Suddenly Michael’s pocket burned. It was all in his mind, he knew, but it was as if the skill stone suddenly weighted a million tons. That, and he was painfully aware of the many magical stones he had taken from the golem’s territory and back to the real world, sitting in a secure storage somewhere. Secure yes, but from mundane threats, surely not from someone with magic sight and magic skills.

“How is the situation in the dungeon?” Dave asked.

“It’s crap, but we can talk about it later.”

“Right.” The man said, a bit taken aback by Michael’s strangely composed behavior since—to him—it was barely a week ago that Michael was just a naïve brat. “How about the mana leaking out?”

Michael checked his phone, where a map had several pins to show the various readings he took with his magic sense. “It’s reached 1.6 miles.”

“And the monsters you saw lurking around?”

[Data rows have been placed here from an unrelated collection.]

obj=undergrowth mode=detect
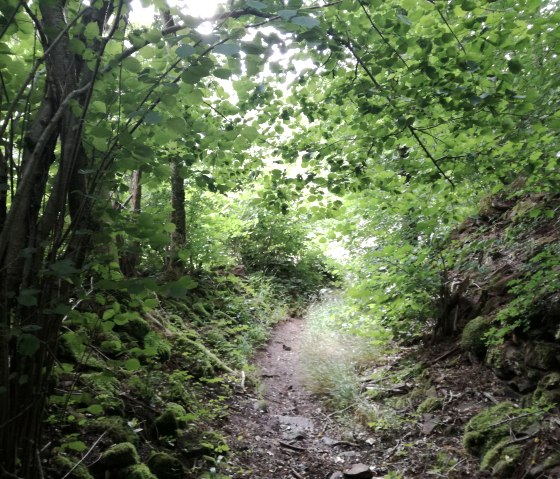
[44,272,291,478]
[302,292,380,410]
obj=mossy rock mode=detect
[461,316,490,359]
[480,437,523,479]
[486,343,527,380]
[526,342,560,371]
[463,402,534,457]
[533,373,560,406]
[108,464,158,479]
[53,456,93,479]
[148,452,185,479]
[95,394,125,416]
[99,339,123,358]
[115,318,152,341]
[99,442,140,470]
[144,331,172,363]
[154,403,186,437]
[85,416,138,444]
[80,371,120,397]
[416,397,443,414]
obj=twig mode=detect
[430,345,459,365]
[481,392,499,404]
[290,467,303,479]
[61,430,109,479]
[483,411,542,431]
[278,441,307,452]
[331,441,360,447]
[327,404,354,418]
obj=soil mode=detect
[224,318,369,479]
[222,318,560,479]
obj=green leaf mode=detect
[508,58,523,75]
[17,333,41,356]
[144,111,161,125]
[179,44,196,59]
[163,223,177,233]
[214,43,241,57]
[86,404,103,415]
[124,358,142,371]
[278,10,297,20]
[290,16,320,29]
[165,117,187,135]
[245,0,266,10]
[84,22,99,40]
[18,288,39,306]
[213,68,232,80]
[49,259,79,280]
[89,100,107,113]
[122,57,142,73]
[62,441,87,452]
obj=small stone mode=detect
[98,442,140,470]
[343,464,373,479]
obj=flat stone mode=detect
[343,464,373,479]
[278,416,313,431]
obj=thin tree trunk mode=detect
[117,170,142,278]
[167,158,187,275]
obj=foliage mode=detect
[302,292,379,410]
[0,0,560,477]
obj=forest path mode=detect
[223,318,372,479]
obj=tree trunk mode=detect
[117,170,142,278]
[0,0,116,479]
[167,158,187,276]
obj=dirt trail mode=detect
[224,319,371,479]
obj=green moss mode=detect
[486,343,527,379]
[527,342,560,371]
[80,371,119,396]
[480,438,522,479]
[463,402,534,457]
[148,452,185,479]
[99,339,123,357]
[99,442,140,469]
[144,331,171,362]
[533,373,560,406]
[115,318,151,341]
[461,316,490,358]
[85,416,138,444]
[109,464,158,479]
[155,403,186,436]
[416,397,443,414]
[54,456,93,479]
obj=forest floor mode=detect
[222,318,496,479]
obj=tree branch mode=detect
[360,0,409,68]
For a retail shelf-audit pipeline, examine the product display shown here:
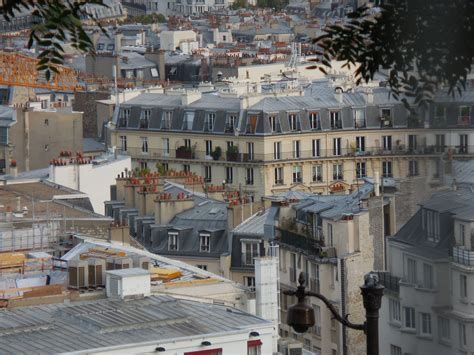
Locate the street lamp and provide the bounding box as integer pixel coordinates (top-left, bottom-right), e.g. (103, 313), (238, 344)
(283, 273), (384, 355)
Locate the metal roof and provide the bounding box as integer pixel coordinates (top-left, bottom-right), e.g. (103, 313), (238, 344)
(0, 296), (271, 354)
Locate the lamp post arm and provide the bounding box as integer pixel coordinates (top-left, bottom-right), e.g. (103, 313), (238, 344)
(306, 291), (367, 333)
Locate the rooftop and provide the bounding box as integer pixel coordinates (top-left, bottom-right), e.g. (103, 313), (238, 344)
(0, 296), (270, 353)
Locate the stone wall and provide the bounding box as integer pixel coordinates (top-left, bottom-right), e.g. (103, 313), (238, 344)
(72, 91), (110, 138)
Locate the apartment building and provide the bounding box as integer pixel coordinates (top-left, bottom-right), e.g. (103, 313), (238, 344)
(111, 83), (474, 202)
(380, 186), (474, 355)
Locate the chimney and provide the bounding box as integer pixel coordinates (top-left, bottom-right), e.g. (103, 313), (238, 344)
(374, 171), (380, 196)
(181, 90), (202, 106)
(365, 89), (374, 104)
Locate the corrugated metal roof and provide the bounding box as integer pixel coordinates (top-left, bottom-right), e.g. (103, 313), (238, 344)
(0, 296), (271, 354)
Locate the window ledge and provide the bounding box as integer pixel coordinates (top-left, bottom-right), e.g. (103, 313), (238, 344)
(388, 321), (402, 329)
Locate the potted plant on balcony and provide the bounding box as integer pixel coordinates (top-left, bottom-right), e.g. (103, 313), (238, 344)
(176, 145), (193, 159)
(227, 145), (239, 161)
(211, 147), (222, 160)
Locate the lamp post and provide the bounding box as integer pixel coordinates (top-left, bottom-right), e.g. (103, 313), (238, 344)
(283, 273), (384, 355)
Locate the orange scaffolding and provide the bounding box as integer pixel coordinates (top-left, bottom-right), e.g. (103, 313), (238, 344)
(0, 52), (83, 91)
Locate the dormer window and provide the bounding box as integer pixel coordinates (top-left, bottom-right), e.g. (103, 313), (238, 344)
(183, 111), (194, 130)
(161, 111), (173, 129)
(199, 233), (211, 253)
(268, 116), (280, 132)
(120, 108), (130, 127)
(168, 232), (179, 251)
(288, 113), (299, 131)
(330, 111), (342, 129)
(225, 115), (237, 132)
(309, 112), (320, 129)
(204, 113), (216, 131)
(354, 108), (365, 128)
(140, 110), (151, 128)
(421, 209), (440, 243)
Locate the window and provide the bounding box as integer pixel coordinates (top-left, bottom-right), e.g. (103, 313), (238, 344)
(206, 140), (212, 157)
(406, 258), (417, 284)
(293, 141), (301, 159)
(120, 136), (127, 152)
(312, 165), (323, 182)
(329, 111), (342, 129)
(313, 304), (321, 337)
(140, 137), (148, 154)
(458, 106), (471, 126)
(245, 168), (253, 185)
(204, 113), (216, 131)
(311, 139), (321, 158)
(382, 161), (392, 177)
(247, 142), (254, 161)
(168, 232), (179, 251)
(459, 134), (469, 154)
(121, 108), (130, 127)
(309, 112), (320, 129)
(163, 138), (170, 156)
(226, 115), (237, 132)
(403, 307), (416, 329)
(356, 162), (367, 179)
(388, 298), (402, 323)
(244, 276), (255, 292)
(288, 114), (299, 131)
(390, 344), (403, 355)
(268, 116), (280, 132)
(332, 138), (341, 155)
(382, 136), (392, 151)
(275, 167), (283, 185)
(408, 160), (418, 176)
(140, 110), (151, 128)
(354, 108), (365, 128)
(293, 165), (303, 184)
(459, 224), (466, 246)
(435, 134), (445, 153)
(199, 233), (211, 253)
(421, 208), (440, 242)
(327, 223), (334, 247)
(273, 142), (281, 160)
(423, 264), (434, 289)
(420, 313), (431, 335)
(438, 316), (451, 341)
(183, 111), (194, 130)
(225, 166), (234, 184)
(161, 111), (173, 129)
(408, 134), (417, 152)
(242, 240), (260, 265)
(204, 165), (212, 182)
(332, 164), (344, 180)
(356, 137), (365, 152)
(459, 275), (467, 299)
(459, 323), (467, 349)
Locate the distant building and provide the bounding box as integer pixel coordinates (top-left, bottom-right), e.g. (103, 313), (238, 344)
(48, 152), (132, 214)
(380, 186), (474, 355)
(7, 102), (83, 173)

“Still lurking. They are doing nothing, right now.”

“But who knows for how long that’ll hold true.” Dave hummed. “We don’t know how much time we have. I heard that you asked Mr Tyrell to look into a couple of things for you. Smart move. Those forum posts you found might be the best lead we have on finding other dungeons. We are also trying to locate the man you saw at the diner what, two or three weeks ago? Hard, but not impossible. I suspect that once we do find other places and other people with powers, things will get much more hectic. You’ll regret taking it easy then.”

Michael was about to open his mouth to retort but Old Dave beat him to it, a slight grimace to his face adding wrinkles and years to him.

“But then again, you can’t be expected to operate like a machine. You are just a man, after all. I know you must feel some sort of pressure. Hell, I feel it and I’m not at the center of all this like you are. Don’t burn yourself out, alright?”